You may assume the two numbers do not contain any leading zero, except the number 0 itself.
Example 1:
Input: l1 = [2,4,3]
, l2 = [5,6,4]
Output: [7,0,8]
Explanation: 342 + 465 = 807.
Example 2:
Input: l1 = [0]
, l2 = [0]
Output: [0]
Example 3:
Input: l1 = [9,9,9,9,9,9,9]
, l2 = [9,9,9,9]
Output: [8,9,9,9,0,0,0,1]
Constraints:
 The number of nodes in each linked list is in the range
[1, 100]
. 0 <= Node.val <= 9
 It is guaranteed that the list represents a number that does not have leading zeros.
Approach
Since it’s a linked list, it’s suitable to use recursion. In each recursion, add the values of the current nodes of the two linked lists and pass the carry to the next recursion.
Solution
/**
* Definition for singlylinked list.
* function ListNode(val, next) {
* this.val = (val===undefined ? 0 : val)
* this.next = (next===undefined ? null : next)
* }
*/
/**
* @param {ListNode} l1
* @param {ListNode} l2
* @return {ListNode}
*/
var addTwoNumbers = function (l1, l2) {
return addTwoLinkedListWithCarry(l1, l2);
};
function addTwoLinkedListWithCarry(l1, l2, carry = 0) {
// Base case: if both lists are null and there is no carry, return null
if (!l1 && !l2 && !carry) return null;
const sum = (l1?.val ?? 0) + (l2?.val ?? 0) + carry;
// Recursively call the function for the next nodes and carry
const next = addTwoLinkedListWithCarry(
l1?.next,
l2?.next,
Math.floor(sum / 10)
);
return new ListNode(sum % 10, next);
}
Complexity Analysis
Time Complexity
The function addTwoLinkedListWithCarry
recursively processes each node until both linked lists are fully traversed. Given the lengths of l1 and l2 are n
and m
, the maximum number of recursive calls is max(n, m)

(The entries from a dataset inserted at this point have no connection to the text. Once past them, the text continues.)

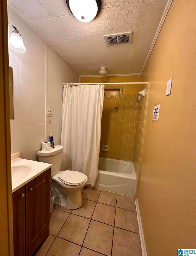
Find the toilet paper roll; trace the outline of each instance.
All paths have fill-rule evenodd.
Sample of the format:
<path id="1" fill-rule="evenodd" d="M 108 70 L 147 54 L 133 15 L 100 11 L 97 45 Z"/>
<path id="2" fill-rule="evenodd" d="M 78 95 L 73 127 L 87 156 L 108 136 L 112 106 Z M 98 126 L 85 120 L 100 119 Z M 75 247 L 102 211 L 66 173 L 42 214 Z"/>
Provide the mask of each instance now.
<path id="1" fill-rule="evenodd" d="M 49 141 L 42 142 L 42 150 L 50 150 L 50 142 Z"/>

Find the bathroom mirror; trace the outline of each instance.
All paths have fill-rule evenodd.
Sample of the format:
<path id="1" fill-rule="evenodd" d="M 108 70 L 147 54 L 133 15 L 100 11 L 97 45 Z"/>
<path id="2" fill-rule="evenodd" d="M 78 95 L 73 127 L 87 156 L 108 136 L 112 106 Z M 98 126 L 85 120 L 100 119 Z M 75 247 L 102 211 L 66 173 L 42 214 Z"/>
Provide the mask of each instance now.
<path id="1" fill-rule="evenodd" d="M 9 66 L 9 105 L 10 119 L 14 119 L 13 86 L 13 68 Z"/>

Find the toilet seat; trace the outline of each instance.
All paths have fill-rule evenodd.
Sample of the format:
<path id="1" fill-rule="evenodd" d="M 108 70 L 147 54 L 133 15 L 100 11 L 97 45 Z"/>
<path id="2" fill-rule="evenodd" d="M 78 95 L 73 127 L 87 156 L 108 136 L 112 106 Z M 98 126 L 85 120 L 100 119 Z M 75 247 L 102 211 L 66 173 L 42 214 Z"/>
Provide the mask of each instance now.
<path id="1" fill-rule="evenodd" d="M 66 170 L 58 175 L 58 178 L 62 182 L 71 185 L 82 184 L 86 181 L 86 178 L 82 173 L 69 170 Z"/>

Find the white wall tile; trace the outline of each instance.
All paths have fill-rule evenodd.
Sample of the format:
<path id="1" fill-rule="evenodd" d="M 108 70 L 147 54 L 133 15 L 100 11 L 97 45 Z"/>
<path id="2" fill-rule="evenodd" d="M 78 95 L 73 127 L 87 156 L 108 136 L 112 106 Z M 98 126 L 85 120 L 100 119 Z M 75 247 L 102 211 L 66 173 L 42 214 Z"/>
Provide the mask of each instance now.
<path id="1" fill-rule="evenodd" d="M 15 87 L 21 88 L 21 70 L 20 69 L 14 67 L 13 68 L 13 85 Z"/>
<path id="2" fill-rule="evenodd" d="M 21 88 L 35 93 L 36 87 L 35 77 L 22 70 L 21 71 Z"/>
<path id="3" fill-rule="evenodd" d="M 20 33 L 27 49 L 26 52 L 21 54 L 21 68 L 23 71 L 35 76 L 35 33 L 23 21 L 21 22 Z"/>
<path id="4" fill-rule="evenodd" d="M 13 87 L 14 104 L 14 106 L 20 106 L 21 103 L 20 88 Z"/>
<path id="5" fill-rule="evenodd" d="M 47 47 L 47 102 L 53 106 L 54 114 L 47 117 L 46 134 L 46 44 L 9 7 L 8 17 L 20 29 L 27 48 L 27 52 L 21 54 L 9 50 L 9 64 L 13 67 L 15 104 L 14 120 L 10 123 L 11 152 L 21 151 L 22 158 L 36 161 L 41 142 L 49 140 L 50 133 L 54 134 L 55 143 L 60 144 L 63 83 L 69 79 L 77 82 L 78 77 Z M 9 30 L 10 34 L 10 25 Z"/>
<path id="6" fill-rule="evenodd" d="M 36 78 L 36 93 L 43 95 L 46 95 L 46 83 L 42 81 L 37 78 Z"/>
<path id="7" fill-rule="evenodd" d="M 38 109 L 45 110 L 46 97 L 40 94 L 35 94 L 35 108 Z"/>
<path id="8" fill-rule="evenodd" d="M 45 82 L 46 79 L 46 43 L 36 35 L 36 77 Z"/>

. Thus, the time complexity is O(max(n, m))
.
Space Complexity

Recursive depth: The depth of the recursion will be at most
max(n, m)
, which corresponds to the length of the longer linked list. This depth determines the space used on the call stack. 
New nodes: The space used by the new nodes created in the linked list will be at most
max(n, m) + 1
, as we create a new node for each digit in the sum, and the extra 1 is for a possible carry at the end.
Thus, the space complexity is O(max(n, m))
, due to both the recursive call stack and the new nodes.